İncindiğim her olay için günlerce kendimle hesaplaştım. Hani incinmeyecektin! Hani incinmeyecektin!

İncinmemek için incitenle bağları en aza indirmek şart. En sonunda bu karara vardım: İncindiğini söylemeyeceksin. İncindiğini kendine bile söylemeyeceksin.

Bir arkadaşımı aradım. Aradığımda müsait olmadığını beyan eder çoğunlukla. Bazen açar telefonu, "Ben seni yarın arayacağım" der.
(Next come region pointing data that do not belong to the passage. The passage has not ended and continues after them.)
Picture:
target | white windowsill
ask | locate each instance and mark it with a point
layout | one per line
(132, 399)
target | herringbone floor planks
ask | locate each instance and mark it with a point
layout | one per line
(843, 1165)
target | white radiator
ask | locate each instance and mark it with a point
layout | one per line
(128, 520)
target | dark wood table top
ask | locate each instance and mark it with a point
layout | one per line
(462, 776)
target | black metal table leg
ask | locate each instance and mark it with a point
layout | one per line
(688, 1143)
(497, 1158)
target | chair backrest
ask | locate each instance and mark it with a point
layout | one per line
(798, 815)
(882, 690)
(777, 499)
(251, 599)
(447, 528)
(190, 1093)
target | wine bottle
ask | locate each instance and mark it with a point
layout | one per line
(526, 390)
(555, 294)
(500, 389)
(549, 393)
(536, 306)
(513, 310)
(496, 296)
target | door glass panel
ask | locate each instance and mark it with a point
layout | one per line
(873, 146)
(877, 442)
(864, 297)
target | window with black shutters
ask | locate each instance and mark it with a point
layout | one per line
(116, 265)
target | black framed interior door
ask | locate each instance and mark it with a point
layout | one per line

Yarın arar. Ben ona asla bu şekilde karşılık veremem. Bir defasında taziye evinde aradı. Açtım, "Taziye evindeyim" dedim. "Başın sağ olsun" deyip yine de anlatacağını anlattı. O zamanlar henüz incinmeme yemini etmemiştim.

Kendi kendime incinmeme sözü verdiğim sıralarda, zamanı kendisi için titizlikle idare eden o arkadaşımı aradım. Açmadı. Pandemi ile birlikte açılmayan telefonlar, dönülmeyen telefonlar gündemimden çıkmıştı. Çünkü insanlar başka türlü bir sisin içine girmişti. Ne gönül koyulurdu ne gönle kıyılırdı.